Thoughts about the Synod and simplifying the “annulment” process

At the National Schismatic Reporter (aka Fishwrap) Jesuit Thomas Reese is going out to the edge of the cliff:

Simplified annulment process coming from synod

This is part of the “lemmings to the cliff” dynamic being stirred by the Synod of the Media.

If you follow news about the Synod (“opinion” pieces), doesn’t it seem that many assume automatically that dumbing down the process for review of marriage cases simply has to be done or OMG!! the sky is going quite simply to fall?  We can’t be a Church of “mercy” unless we jettison all – or at least a lot – of this legalistic mumbojumbo and finally become the compassionate Church we have never ever been!

It’s a foregone conclusion.

Right?

If, however, the Synod of the Synod recommends a streamlined annulment process to the Pope, it remains to be seen what that would look like. How to do that without undermining also the Church’s teaching on marriage?

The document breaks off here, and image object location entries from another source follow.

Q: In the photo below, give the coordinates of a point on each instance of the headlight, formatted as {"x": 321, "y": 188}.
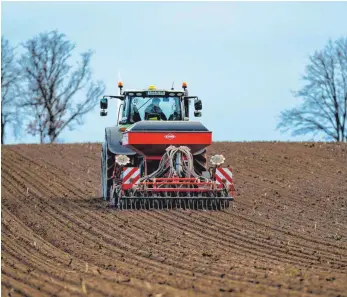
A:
{"x": 122, "y": 160}
{"x": 217, "y": 159}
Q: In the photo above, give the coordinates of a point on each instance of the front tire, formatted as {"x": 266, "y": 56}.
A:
{"x": 107, "y": 169}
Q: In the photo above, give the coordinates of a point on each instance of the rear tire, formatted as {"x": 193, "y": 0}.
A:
{"x": 200, "y": 162}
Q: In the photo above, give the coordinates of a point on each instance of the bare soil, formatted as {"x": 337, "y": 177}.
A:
{"x": 285, "y": 235}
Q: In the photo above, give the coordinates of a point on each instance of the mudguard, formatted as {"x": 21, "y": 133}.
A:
{"x": 200, "y": 152}
{"x": 113, "y": 138}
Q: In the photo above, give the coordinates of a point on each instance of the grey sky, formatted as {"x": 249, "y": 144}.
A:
{"x": 241, "y": 58}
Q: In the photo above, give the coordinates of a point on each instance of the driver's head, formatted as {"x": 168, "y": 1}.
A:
{"x": 156, "y": 101}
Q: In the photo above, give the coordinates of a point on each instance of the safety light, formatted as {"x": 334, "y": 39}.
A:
{"x": 217, "y": 159}
{"x": 122, "y": 160}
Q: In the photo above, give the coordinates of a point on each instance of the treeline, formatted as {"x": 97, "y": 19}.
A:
{"x": 39, "y": 86}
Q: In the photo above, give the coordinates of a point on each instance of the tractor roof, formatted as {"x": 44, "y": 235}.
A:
{"x": 155, "y": 92}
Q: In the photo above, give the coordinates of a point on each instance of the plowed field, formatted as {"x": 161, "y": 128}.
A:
{"x": 285, "y": 235}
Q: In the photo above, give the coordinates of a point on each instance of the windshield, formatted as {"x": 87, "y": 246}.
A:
{"x": 155, "y": 108}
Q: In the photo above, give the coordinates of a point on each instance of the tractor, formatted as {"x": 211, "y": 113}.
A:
{"x": 155, "y": 157}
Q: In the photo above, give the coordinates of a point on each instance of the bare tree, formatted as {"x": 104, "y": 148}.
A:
{"x": 51, "y": 85}
{"x": 324, "y": 106}
{"x": 9, "y": 86}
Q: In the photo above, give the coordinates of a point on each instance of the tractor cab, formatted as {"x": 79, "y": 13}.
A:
{"x": 152, "y": 104}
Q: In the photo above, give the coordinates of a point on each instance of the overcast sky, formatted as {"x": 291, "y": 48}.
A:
{"x": 241, "y": 58}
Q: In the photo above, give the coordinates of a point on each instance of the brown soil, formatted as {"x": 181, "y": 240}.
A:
{"x": 285, "y": 235}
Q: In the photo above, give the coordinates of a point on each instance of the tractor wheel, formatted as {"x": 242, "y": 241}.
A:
{"x": 200, "y": 162}
{"x": 107, "y": 168}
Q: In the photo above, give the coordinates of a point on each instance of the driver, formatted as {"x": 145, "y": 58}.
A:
{"x": 155, "y": 108}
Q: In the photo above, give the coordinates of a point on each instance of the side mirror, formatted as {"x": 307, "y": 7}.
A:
{"x": 198, "y": 104}
{"x": 197, "y": 114}
{"x": 103, "y": 103}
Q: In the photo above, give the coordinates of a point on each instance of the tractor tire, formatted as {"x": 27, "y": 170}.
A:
{"x": 107, "y": 168}
{"x": 200, "y": 162}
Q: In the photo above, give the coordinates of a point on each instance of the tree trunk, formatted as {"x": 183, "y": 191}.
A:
{"x": 2, "y": 130}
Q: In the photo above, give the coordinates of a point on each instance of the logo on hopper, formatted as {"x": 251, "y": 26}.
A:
{"x": 170, "y": 136}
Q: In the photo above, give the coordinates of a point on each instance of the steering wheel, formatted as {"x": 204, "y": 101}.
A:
{"x": 153, "y": 115}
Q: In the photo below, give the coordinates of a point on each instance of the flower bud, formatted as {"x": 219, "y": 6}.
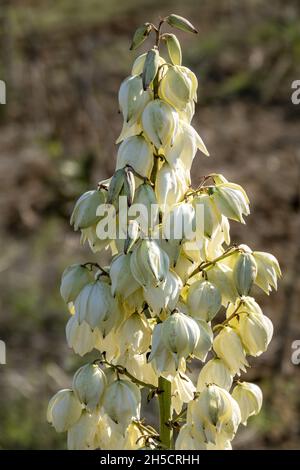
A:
{"x": 116, "y": 186}
{"x": 122, "y": 281}
{"x": 231, "y": 200}
{"x": 256, "y": 332}
{"x": 228, "y": 347}
{"x": 204, "y": 300}
{"x": 218, "y": 412}
{"x": 140, "y": 35}
{"x": 249, "y": 398}
{"x": 139, "y": 62}
{"x": 149, "y": 263}
{"x": 135, "y": 333}
{"x": 73, "y": 280}
{"x": 221, "y": 276}
{"x": 211, "y": 216}
{"x": 161, "y": 357}
{"x": 122, "y": 402}
{"x": 89, "y": 383}
{"x": 81, "y": 337}
{"x": 182, "y": 391}
{"x": 160, "y": 123}
{"x": 165, "y": 295}
{"x": 244, "y": 273}
{"x": 81, "y": 436}
{"x": 150, "y": 67}
{"x": 84, "y": 213}
{"x": 94, "y": 304}
{"x": 176, "y": 88}
{"x": 179, "y": 223}
{"x": 189, "y": 439}
{"x": 64, "y": 410}
{"x": 149, "y": 215}
{"x": 268, "y": 270}
{"x": 171, "y": 185}
{"x": 133, "y": 98}
{"x": 205, "y": 341}
{"x": 185, "y": 146}
{"x": 214, "y": 372}
{"x": 188, "y": 113}
{"x": 180, "y": 335}
{"x": 174, "y": 49}
{"x": 137, "y": 153}
{"x": 180, "y": 23}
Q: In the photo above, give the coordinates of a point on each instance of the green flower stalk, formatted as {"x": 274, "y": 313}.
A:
{"x": 175, "y": 289}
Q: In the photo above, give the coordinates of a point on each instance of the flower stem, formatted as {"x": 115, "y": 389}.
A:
{"x": 165, "y": 413}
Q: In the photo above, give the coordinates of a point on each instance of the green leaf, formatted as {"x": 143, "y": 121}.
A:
{"x": 140, "y": 35}
{"x": 174, "y": 49}
{"x": 150, "y": 67}
{"x": 181, "y": 23}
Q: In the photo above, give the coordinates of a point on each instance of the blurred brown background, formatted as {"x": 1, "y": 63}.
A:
{"x": 63, "y": 63}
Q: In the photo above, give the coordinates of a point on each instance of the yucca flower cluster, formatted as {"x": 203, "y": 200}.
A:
{"x": 164, "y": 300}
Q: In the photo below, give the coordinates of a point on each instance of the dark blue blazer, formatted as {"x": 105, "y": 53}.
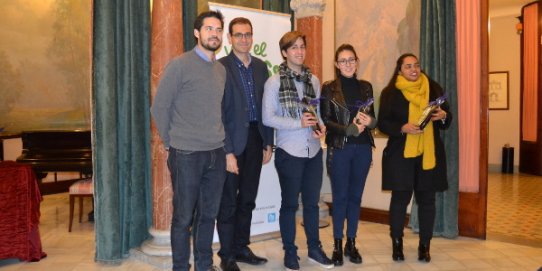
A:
{"x": 235, "y": 106}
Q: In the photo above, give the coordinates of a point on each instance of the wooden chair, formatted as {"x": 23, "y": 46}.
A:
{"x": 80, "y": 189}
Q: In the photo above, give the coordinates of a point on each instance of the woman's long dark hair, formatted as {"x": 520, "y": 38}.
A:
{"x": 398, "y": 64}
{"x": 344, "y": 47}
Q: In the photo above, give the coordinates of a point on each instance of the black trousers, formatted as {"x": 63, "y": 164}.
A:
{"x": 239, "y": 198}
{"x": 426, "y": 213}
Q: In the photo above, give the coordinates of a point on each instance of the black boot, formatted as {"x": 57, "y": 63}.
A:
{"x": 351, "y": 251}
{"x": 397, "y": 244}
{"x": 337, "y": 256}
{"x": 423, "y": 252}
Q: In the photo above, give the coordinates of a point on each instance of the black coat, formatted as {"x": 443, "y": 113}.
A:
{"x": 235, "y": 117}
{"x": 398, "y": 172}
{"x": 335, "y": 112}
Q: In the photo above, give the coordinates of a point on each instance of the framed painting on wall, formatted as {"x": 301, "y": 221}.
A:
{"x": 498, "y": 90}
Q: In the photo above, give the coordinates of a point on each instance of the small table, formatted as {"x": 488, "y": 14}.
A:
{"x": 6, "y": 135}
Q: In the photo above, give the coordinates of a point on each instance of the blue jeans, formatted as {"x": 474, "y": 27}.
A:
{"x": 239, "y": 198}
{"x": 197, "y": 178}
{"x": 348, "y": 172}
{"x": 299, "y": 175}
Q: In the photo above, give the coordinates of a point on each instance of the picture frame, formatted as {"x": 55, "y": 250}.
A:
{"x": 498, "y": 89}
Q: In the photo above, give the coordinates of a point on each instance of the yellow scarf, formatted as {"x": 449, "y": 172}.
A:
{"x": 417, "y": 94}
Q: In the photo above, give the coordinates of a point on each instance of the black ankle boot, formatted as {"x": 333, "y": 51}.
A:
{"x": 423, "y": 252}
{"x": 397, "y": 244}
{"x": 351, "y": 251}
{"x": 337, "y": 257}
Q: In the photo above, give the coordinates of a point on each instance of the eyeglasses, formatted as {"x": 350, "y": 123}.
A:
{"x": 412, "y": 66}
{"x": 351, "y": 61}
{"x": 247, "y": 35}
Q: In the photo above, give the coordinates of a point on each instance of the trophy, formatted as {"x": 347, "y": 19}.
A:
{"x": 309, "y": 106}
{"x": 364, "y": 107}
{"x": 429, "y": 110}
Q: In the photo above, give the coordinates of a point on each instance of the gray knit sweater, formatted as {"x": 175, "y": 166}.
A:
{"x": 187, "y": 108}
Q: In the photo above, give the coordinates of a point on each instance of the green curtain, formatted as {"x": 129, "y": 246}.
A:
{"x": 282, "y": 6}
{"x": 190, "y": 12}
{"x": 437, "y": 56}
{"x": 121, "y": 126}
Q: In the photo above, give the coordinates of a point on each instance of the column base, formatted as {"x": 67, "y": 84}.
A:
{"x": 155, "y": 251}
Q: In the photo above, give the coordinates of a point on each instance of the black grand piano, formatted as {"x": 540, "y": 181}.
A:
{"x": 57, "y": 151}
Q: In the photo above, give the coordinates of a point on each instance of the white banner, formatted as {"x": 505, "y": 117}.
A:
{"x": 268, "y": 28}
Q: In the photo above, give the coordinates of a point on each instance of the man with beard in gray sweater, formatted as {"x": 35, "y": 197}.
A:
{"x": 187, "y": 111}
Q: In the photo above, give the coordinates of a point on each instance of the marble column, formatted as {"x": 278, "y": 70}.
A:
{"x": 308, "y": 14}
{"x": 166, "y": 43}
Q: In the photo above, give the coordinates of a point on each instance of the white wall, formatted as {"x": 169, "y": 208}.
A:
{"x": 504, "y": 55}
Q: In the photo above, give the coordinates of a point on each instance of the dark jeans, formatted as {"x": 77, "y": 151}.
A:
{"x": 299, "y": 175}
{"x": 197, "y": 178}
{"x": 348, "y": 172}
{"x": 426, "y": 213}
{"x": 239, "y": 198}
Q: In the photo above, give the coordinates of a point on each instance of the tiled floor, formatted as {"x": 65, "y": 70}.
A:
{"x": 75, "y": 250}
{"x": 514, "y": 212}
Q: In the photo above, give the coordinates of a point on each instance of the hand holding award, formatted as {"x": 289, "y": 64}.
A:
{"x": 309, "y": 106}
{"x": 429, "y": 110}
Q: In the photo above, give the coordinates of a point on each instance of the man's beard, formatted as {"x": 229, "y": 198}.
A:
{"x": 210, "y": 47}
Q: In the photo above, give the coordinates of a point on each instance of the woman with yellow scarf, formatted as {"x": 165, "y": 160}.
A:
{"x": 414, "y": 160}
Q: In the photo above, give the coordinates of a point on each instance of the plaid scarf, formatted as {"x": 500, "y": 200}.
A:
{"x": 288, "y": 97}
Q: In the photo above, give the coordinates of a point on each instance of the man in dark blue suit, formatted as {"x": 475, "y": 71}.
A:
{"x": 248, "y": 146}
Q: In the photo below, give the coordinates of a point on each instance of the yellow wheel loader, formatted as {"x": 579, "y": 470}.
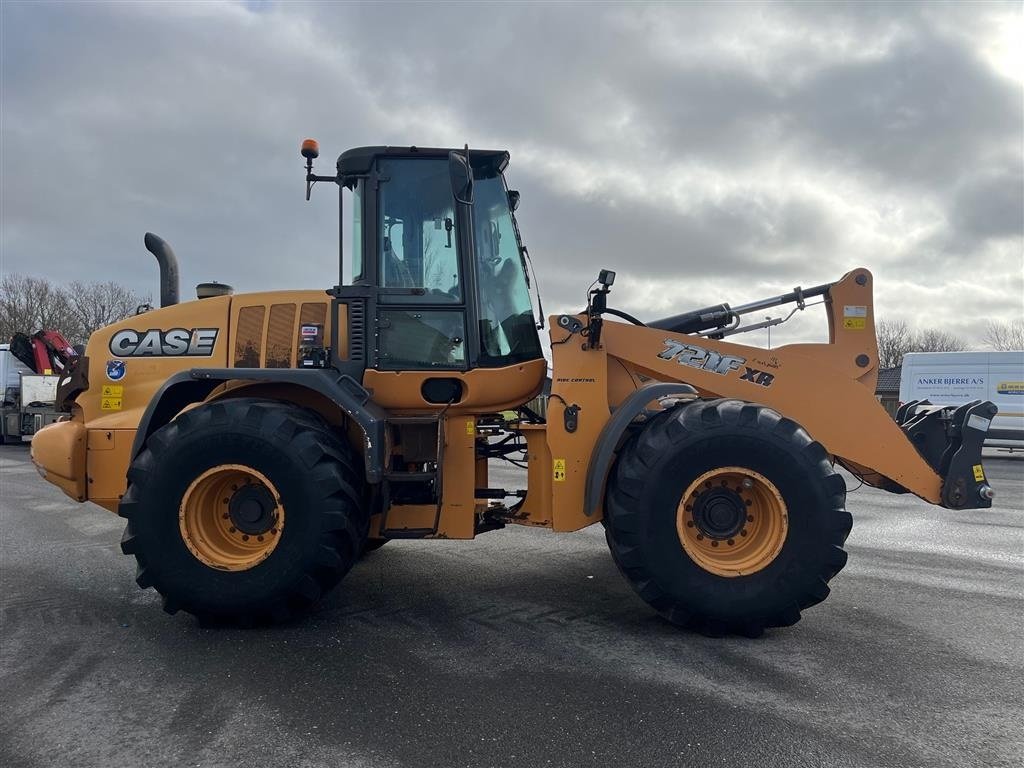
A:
{"x": 258, "y": 444}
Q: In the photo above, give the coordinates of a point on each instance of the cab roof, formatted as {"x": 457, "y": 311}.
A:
{"x": 356, "y": 162}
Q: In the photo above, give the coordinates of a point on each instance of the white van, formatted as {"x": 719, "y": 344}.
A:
{"x": 953, "y": 378}
{"x": 10, "y": 388}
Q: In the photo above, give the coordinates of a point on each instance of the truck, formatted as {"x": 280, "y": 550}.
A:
{"x": 955, "y": 378}
{"x": 30, "y": 370}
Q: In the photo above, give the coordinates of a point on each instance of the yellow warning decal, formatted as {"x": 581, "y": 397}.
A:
{"x": 854, "y": 317}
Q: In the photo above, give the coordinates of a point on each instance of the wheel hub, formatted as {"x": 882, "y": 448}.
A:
{"x": 732, "y": 521}
{"x": 231, "y": 517}
{"x": 720, "y": 513}
{"x": 251, "y": 509}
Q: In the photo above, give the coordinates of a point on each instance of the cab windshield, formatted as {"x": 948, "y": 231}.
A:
{"x": 508, "y": 330}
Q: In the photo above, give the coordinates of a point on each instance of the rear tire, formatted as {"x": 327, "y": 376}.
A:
{"x": 295, "y": 498}
{"x": 667, "y": 479}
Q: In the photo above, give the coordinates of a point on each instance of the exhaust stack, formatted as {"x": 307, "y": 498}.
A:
{"x": 168, "y": 268}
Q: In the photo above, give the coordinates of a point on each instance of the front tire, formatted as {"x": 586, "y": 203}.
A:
{"x": 727, "y": 517}
{"x": 244, "y": 511}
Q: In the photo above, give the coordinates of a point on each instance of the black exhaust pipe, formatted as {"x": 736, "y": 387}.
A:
{"x": 168, "y": 268}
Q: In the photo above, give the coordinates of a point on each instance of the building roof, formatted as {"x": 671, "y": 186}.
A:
{"x": 889, "y": 381}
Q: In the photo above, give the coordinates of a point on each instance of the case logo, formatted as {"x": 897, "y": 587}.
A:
{"x": 178, "y": 342}
{"x": 116, "y": 370}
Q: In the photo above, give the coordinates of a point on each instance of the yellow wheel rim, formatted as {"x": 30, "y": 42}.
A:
{"x": 231, "y": 517}
{"x": 732, "y": 521}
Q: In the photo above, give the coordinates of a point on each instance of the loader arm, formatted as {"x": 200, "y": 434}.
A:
{"x": 827, "y": 388}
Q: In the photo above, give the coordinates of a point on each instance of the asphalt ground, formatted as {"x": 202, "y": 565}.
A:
{"x": 521, "y": 648}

Paul VI, in his 1966 Apostolic Constitution on Fast and Abstinence Paenitemini didn’t fundamentally change the Church’s teaching on fasting, abstinence, doing penance, etc. He changed the laws concerning the practice of those things which the Church teaches we must do.

The result today is – and I don’t think I am exaggerating – that hardly any Catholics practice any meaningful fasting, abstinence, penance or mortifications of any kind.

Thus there has been lost to all of us, the Church as a whole, tremendous, incalculably valuable spiritual benefits.

Let’s now talk about changing juridical practice concerning marriage cases and declarations of nullity.

That won’t change what people believe?

When changes were made to Holy Mass in the 60′s (and with illicit experimentation and abuses far into the 70′s and 80′s) many people had the impression that, “If Mass can change, anything can change… including doctrine!”

Decades of bad translations and Communion in the hand, while standing… they haven’t affected people’s belief in the Real Presence of Christ in the Eucharist, have they?

All manner of expectations are being raised by the eager, oh so eager, Synod of the Media.

I’ve been quizzing canonists I trust for their opinions on what could be done that wouldn’t make the serious discernment process, aimed at arriving at truth and justice, into a something that unintentionally signals that the Church’s practice is a sham and that doctrine can change.  More on that another time.

Meanwhile, if American diocesan tribunals are a model that some (of the most eager for CHANGE) think should be followed (precisely because they were though to be annulment mills), then why did His Holiness not appoint a single American to the commission charged with overhauling the process?